I'm setting up a read-only filesystem and some of the guides I have read say to add fastboot noswap ro to /boot/cmdline.txt, others don't. All of them mention adding ro to /etc/fstab though. Is there a difference? I haven't been able to find any documentation on the available options for cmdline.txt and what they all do but it seems to work as read-only without making any changes to cmdline.txt...

2 Answers 2


It has to do with how the kernel initially mounts the root filesystem. According to the Linux kernel user’s and administrator’s guide, there are both ro and rw parameters:

    ro              [KNL] Mount root device read-only on boot


    rw              [KNL] Mount root device read-write on boot

It turns out that read-only is the default (and has been for 17 years), so adding it to the command line has no effect.

Sometime later, the boot process ("systemd[1]: Started Remount Root and Kernel File Systems.") will remount / according to the options in /etc/fstab. The default is to remount it RW.

You might use rw on the cmdline if your boot process fscks from the initrd (a.k.a. initramfs) before mounting the "real" root filesystem (see e.g. Arch documentation). The usual Raspberry Pi boot process does not use an initrd, so using rw stops / from being fscked during boot.

(If you specify rw on the cmdline and ro in fstab, then / will be briefly mounted read-write, fsck will be skipped, and then / will be remounted read-only. I can't think of a reason you would want to do this.)
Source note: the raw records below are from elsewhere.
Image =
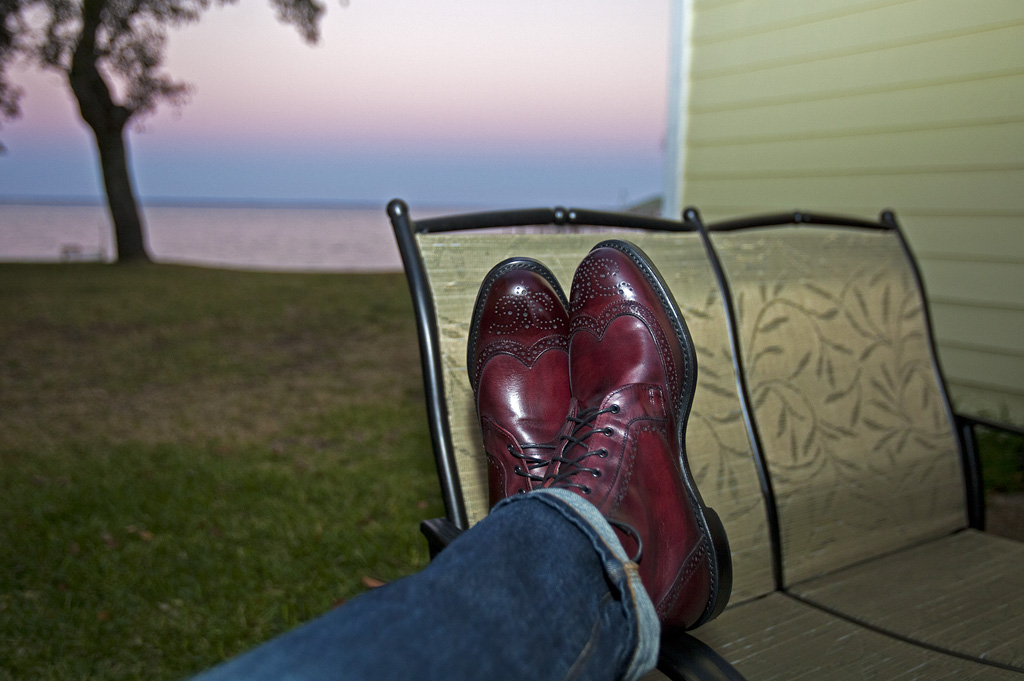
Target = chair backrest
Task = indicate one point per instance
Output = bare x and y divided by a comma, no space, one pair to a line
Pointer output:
854,424
445,265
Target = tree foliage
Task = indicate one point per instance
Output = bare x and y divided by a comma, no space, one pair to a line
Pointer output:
112,52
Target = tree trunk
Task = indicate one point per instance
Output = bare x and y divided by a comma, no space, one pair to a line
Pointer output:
109,122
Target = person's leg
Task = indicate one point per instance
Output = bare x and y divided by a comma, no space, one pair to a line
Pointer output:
541,589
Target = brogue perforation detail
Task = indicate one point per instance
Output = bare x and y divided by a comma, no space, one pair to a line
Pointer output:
526,354
524,310
596,278
598,327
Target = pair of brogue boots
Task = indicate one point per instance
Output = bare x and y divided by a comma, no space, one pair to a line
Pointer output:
592,394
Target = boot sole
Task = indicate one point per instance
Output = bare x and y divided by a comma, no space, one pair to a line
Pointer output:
720,557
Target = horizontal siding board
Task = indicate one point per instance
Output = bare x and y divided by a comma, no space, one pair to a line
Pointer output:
969,238
957,193
956,149
984,370
967,325
722,20
943,107
963,57
884,27
996,284
853,105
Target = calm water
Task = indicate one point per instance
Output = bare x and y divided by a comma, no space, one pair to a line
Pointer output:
298,239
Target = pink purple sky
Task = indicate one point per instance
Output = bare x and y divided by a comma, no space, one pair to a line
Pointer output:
462,101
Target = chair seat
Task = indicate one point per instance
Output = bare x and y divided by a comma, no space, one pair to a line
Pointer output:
963,593
778,637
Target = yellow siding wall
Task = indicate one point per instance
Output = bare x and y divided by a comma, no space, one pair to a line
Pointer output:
854,105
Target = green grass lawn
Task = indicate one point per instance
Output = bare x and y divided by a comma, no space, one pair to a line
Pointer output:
194,460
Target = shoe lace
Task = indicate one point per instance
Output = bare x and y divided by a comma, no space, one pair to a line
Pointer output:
582,430
570,467
530,462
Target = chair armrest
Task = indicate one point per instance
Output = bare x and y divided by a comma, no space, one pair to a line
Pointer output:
439,533
966,426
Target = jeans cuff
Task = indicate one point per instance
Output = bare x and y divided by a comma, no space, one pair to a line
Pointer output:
621,571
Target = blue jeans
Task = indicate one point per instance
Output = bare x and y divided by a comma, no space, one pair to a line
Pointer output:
541,589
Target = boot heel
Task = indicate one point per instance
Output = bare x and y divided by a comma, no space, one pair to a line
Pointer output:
723,568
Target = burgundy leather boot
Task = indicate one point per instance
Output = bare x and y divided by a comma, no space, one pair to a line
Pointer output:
633,371
518,367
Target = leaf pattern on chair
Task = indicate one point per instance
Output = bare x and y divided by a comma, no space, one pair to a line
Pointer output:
844,393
Tangent: Another source of confusion is that not all kernel command line parameters are handled by the kernel: systemd appears to handle fsck.mode, fsck.repair, fastboot, and forcefsck. I'm not sure if anything else handles fastboot, and a quick search hasn't uncovered what handles noswap.

fsck is pretty fast in the normal case (fsck.ext4 runs ~instantly if the filesystem was unmounted cleanly, fsck.vfat is fast since /boot is small), so the benefit of fastboot is pretty marginal (and means you risk potentially undetected corruption if you remount read-write and then the Pi loses power).


The difference is mainly that cmdline is related to kernel command line (ie parameters to pass to kernel boot) as opposite to /etc/fstab which is related to your operating system.